Seize, not freeze: EU outlines plans for Russian assets
The EU seeks to outright confiscate Russian assets rather than just freeze them, but the bloc has yet to lay the legal groundwork for doing so, European Commission President Ursula von der Leyen said on Tuesday.
The official delivered her remarks during a conference devoted to the rebuilding of Ukraine, which was attended by a number of Kiev’s prominent international donors.
“Our aim is not only to freeze, but to seize the assets,” she said, although cautioning that establishing a legal base for such a move is “not trivial.”
According to von der Leyen, the EU has created a task force that includes various international experts “not only to map out what has been frozen,” but also to see what the legal preconditions would be for seizing Russian assets and using them for the reconstruction of Ukraine.
“The will is there, but legally it is not trivial, there is still a lot of work to reach that goal,” she reiterated, noting that the EU adheres to the rule of law, and therefore this process has to be “legally sound.”

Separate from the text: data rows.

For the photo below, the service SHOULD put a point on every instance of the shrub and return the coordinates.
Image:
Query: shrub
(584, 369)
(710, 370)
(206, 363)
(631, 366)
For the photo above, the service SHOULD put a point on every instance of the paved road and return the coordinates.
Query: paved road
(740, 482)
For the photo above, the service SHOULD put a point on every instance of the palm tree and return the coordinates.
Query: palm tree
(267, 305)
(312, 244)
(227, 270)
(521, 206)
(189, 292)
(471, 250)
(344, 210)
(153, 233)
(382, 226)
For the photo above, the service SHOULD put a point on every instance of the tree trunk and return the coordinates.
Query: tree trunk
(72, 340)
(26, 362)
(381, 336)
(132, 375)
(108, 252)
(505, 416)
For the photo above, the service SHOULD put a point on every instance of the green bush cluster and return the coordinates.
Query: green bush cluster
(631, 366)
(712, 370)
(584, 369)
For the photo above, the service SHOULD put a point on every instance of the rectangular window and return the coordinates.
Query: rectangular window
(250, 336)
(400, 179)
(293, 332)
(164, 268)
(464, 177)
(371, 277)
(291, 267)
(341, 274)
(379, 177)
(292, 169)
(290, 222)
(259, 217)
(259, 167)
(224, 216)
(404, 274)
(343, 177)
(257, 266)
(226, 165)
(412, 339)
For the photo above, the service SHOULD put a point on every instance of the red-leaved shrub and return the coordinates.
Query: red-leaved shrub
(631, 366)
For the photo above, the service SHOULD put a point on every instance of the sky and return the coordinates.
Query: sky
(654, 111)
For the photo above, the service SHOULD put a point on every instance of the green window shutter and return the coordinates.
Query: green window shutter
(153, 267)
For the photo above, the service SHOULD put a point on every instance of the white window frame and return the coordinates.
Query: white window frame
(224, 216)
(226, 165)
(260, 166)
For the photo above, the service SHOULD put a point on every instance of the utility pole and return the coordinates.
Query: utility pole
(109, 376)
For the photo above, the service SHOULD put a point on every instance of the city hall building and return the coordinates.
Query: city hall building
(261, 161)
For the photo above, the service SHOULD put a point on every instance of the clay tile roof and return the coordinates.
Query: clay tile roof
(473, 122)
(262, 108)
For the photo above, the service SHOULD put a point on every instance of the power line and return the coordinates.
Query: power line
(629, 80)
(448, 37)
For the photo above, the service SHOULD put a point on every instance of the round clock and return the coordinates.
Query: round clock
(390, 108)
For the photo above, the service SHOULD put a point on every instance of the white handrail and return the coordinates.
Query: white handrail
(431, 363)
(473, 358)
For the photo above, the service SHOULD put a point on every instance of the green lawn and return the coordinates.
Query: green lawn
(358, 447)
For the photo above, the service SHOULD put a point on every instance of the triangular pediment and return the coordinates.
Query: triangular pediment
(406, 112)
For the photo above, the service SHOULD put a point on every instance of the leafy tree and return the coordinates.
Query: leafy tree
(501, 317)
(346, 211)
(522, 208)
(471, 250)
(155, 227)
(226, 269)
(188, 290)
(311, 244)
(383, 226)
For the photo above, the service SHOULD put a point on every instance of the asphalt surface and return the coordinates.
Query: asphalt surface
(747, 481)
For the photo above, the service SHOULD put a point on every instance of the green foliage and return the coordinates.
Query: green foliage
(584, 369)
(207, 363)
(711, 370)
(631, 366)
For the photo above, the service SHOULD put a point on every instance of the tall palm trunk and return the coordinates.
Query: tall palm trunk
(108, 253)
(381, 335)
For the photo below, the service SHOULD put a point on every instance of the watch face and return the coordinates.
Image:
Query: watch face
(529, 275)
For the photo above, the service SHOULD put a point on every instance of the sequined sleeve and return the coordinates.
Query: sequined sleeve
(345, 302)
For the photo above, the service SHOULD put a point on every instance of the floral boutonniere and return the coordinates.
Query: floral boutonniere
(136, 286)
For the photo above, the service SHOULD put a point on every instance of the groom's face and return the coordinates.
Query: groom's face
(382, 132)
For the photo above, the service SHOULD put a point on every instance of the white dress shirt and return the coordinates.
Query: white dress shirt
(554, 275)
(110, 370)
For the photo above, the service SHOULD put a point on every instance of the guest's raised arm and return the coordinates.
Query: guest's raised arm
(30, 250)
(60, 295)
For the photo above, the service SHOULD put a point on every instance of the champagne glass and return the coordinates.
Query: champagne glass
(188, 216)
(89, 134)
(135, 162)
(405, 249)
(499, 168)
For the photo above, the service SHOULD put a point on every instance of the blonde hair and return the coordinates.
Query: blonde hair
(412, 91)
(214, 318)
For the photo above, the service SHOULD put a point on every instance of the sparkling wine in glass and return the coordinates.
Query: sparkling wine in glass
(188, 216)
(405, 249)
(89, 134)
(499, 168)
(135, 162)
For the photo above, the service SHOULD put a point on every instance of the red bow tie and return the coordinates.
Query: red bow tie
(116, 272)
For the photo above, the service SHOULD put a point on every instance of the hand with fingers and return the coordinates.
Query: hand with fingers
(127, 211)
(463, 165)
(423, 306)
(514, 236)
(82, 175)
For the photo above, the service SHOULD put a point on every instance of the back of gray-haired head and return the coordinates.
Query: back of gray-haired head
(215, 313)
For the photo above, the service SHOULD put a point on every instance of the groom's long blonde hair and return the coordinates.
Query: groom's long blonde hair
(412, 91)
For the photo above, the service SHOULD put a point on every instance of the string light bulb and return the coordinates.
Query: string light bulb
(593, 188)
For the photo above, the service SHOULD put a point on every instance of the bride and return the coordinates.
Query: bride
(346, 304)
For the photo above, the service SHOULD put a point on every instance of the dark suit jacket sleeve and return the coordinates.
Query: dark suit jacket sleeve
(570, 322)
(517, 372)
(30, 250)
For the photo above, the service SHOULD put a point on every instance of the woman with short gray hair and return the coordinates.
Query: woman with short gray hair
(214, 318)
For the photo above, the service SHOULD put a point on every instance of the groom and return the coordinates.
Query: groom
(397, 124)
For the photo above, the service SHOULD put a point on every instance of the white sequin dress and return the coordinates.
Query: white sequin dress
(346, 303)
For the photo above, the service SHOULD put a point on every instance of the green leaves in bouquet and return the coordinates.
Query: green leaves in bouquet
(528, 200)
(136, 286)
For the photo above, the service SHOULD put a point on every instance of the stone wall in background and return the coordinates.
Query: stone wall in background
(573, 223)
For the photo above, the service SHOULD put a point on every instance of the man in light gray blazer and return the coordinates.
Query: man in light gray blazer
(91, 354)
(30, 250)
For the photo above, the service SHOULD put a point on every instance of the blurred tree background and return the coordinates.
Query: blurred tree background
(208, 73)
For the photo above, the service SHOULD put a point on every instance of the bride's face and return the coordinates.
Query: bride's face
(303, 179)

Responding to von der Leyen’s remarks, Russian Foreign Ministry spokeswoman Maria Zakharova said that in reality the EU Commission president wants Russia to “exhaust itself being dragged through courts” while trying to retrieve its funds.
During the conference, von der Leyen stated that the World Bank had estimated the cost of the damage to Ukraine at €350 billion ($345 billion). Once Russia launched its military campaign in Ukraine in late February, a multinational task force froze $30 billion in funds belonging to Russian individuals, as well as $300 billion in assets of Russia’s central bank.

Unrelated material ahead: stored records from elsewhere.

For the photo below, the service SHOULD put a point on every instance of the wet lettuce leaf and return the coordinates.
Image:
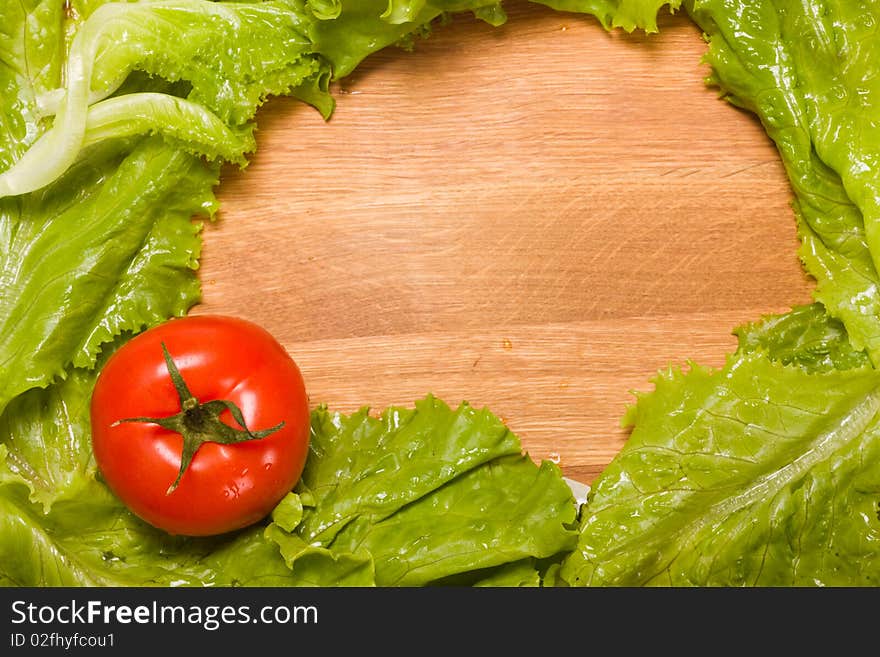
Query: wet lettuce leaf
(420, 495)
(805, 336)
(810, 72)
(757, 474)
(61, 526)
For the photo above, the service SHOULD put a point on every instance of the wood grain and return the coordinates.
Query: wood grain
(534, 218)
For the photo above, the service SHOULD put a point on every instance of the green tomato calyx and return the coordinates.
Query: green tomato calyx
(199, 422)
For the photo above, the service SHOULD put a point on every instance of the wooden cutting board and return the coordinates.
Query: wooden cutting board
(534, 218)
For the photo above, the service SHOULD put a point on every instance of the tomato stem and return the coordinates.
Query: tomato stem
(200, 423)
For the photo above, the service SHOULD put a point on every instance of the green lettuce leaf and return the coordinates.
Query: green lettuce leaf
(805, 336)
(61, 526)
(626, 14)
(757, 474)
(66, 292)
(808, 72)
(347, 31)
(361, 466)
(419, 496)
(267, 53)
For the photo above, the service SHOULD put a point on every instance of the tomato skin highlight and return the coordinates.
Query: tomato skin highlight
(226, 486)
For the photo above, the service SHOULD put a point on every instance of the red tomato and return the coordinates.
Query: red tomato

Russia strongly criticized the freezing of the funds, with Foreign Minister Sergey Lavrov saying that the West had essentially committed theft.

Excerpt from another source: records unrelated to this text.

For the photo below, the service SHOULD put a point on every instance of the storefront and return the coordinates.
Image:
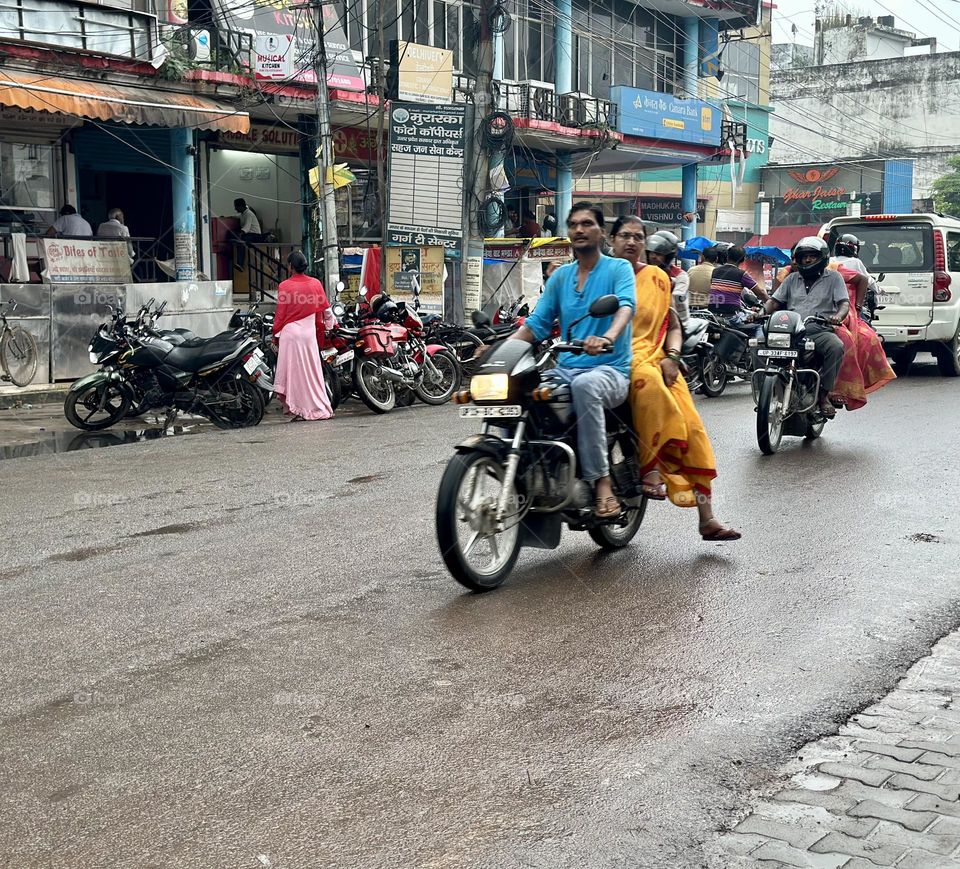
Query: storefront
(798, 199)
(263, 168)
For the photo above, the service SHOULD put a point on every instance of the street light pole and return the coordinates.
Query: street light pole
(325, 161)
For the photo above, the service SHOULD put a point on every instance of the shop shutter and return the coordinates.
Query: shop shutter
(123, 149)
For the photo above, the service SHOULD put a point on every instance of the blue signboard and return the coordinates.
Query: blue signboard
(662, 116)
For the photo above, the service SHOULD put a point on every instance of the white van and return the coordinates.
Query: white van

Western officials have repeatedly expressed the desire to confiscate Russian assets to benefit Ukraine. However, in July, during another conference on rebuilding Ukraine, Swiss President Ignazio Cassis opposed such a move, arguing that it would establish a dangerous precedent.
“You have to ensure the citizens are protected against the power of the state. This is what we call liberal democracies,” he said at the time.